RADAR24.co.id — Peneliti keamanan digital Parasurama Pamungkas menilai Rancangan Undang-Undang Keamanan dan Ketahanan Siber (RUU KKS) masih memiliki kekeliruan mendasar dalam memaknai konsep “keamanan”, “ketahanan”, dan “pertahanan” siber. Kekacauan konsep itu, menurutnya, berpotensi menimbulkan tumpang tindih kewenangan dan membuka ruang bagi intervensi militer di ruang digital.
Hal itu disampaikan Parasurama dalam diskusi publik bertema “Menimbang Kembali RUU Keamanan dan Ketahanan Siber” yang digelar pada Jumat, 17 Oktober 2025, pukul 14.00 WIB di Sadjoe Café & Resto, Tebet, Jakarta Selatan.
Menurut Parasurama, naskah akademik RUU KKS memaknai ketahanan siber sebagai bagian dari pertahanan nasional.
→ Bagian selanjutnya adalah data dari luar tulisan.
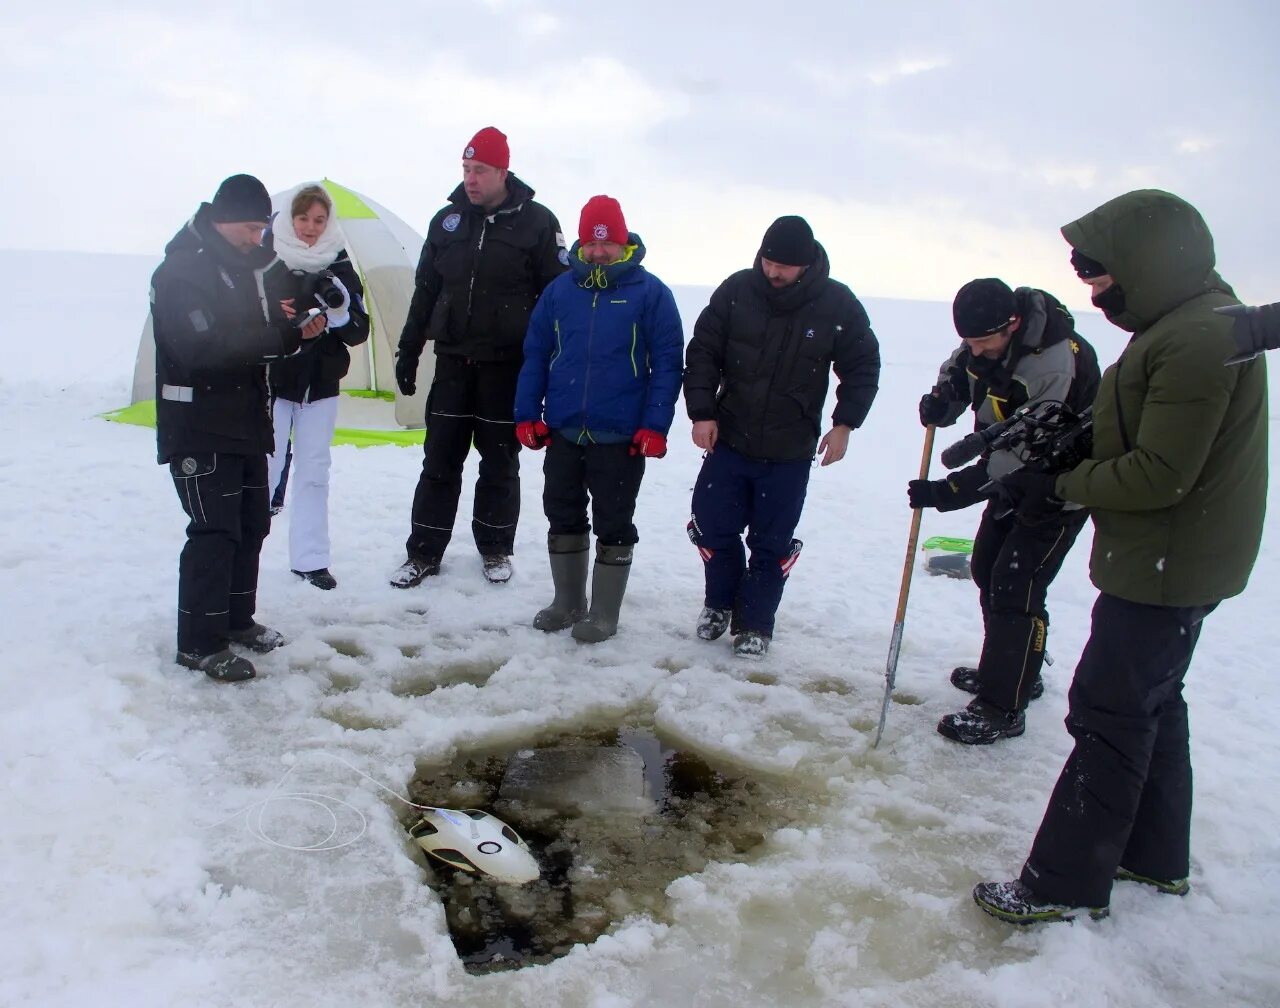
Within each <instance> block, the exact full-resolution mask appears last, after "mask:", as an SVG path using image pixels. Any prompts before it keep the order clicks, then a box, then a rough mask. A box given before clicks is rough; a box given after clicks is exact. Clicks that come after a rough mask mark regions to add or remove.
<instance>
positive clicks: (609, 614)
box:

Padahal, dalam literatur kebijakan siber global, ketahanan dan pertahanan memiliki cakupan yang berbeda.
“Ketahanan atau resilience berfokus pada kemampuan sistem dan masyarakat dalam bertahan dan pulih dari serangan siber, sementara pertahanan (defense) berkaitan dengan strategi militer dalam melindungi aset strategis negara. Ketika keduanya disamakan, maka pendekatannya menjadi militeristik,” ujarnya.
Ia menilai, penyamaan tersebut membuat RUU KKS terlalu berorientasi pada keamanan negara (state-oriented), bukan pada perlindungan individu dan sistem sipil. “Kalau fokusnya adalah pertahanan, maka logika yang muncul adalah keamanan negara. Padahal, yang seharusnya dilindungi adalah warga dan data mereka,” kata dia.
Parasurama menambahkan, dalam tata kelola siber ideal, kebijakan keamanan siber perlu dibedakan secara tegas dari kejahatan siber dan pertahanan siber. Keamanan siber berkaitan dengan perlindungan perangkat dan jaringan dari serangan, kejahatan siber diatur melalui hukum pidana seperti UU ITE, sedangkan pertahanan siber menjadi domain militer dalam konteks ancaman strategis.
“Masalahnya, dalam RUU ini, semua konsep itu dilebur jadi satu. Ini menimbulkan risiko tumpang tindih antar-lembaga dan potensi penyalahgunaan kewenangan,” tegasnya.
Ia juga mendorong agar penyusunan RUU KKS menggunakan pendekatan yang berbasis hak asasi manusia dan melibatkan banyak pemangku kepentingan. “Kita perlu reorientasi tujuan legislasi ini agar berfokus pada perlindungan individu, bukan sekadar memperkuat pertahanan negara,” ujarnya.
Parasurama menegaskan, tanpa klarifikasi konseptual yang tegas, RUU KKS dapat menjadi dasar bagi kebijakan yang justru mengancam privasi dan kebebasan berekspresi warga. “Keamanan siber harus human-centric. Kalau yang dijaga hanya negara tapi warganya tidak aman di ruang digital, itu bukan keamanan—itu kontrol,” ujarnya menutup.
Diskusi dimoderatori oleh Nurul Izmi ini juga menghadirkan sejumlah pembicara, di antaranya Saurlin Siagian (Komisioner Komnas HAM RI), Gina Sabrina (Sekjen PBHI), Al Araf (Ketua Badan Pengurus Centra Initiative) dan Ardi Manto (Direktur Eksekutif Imparsial).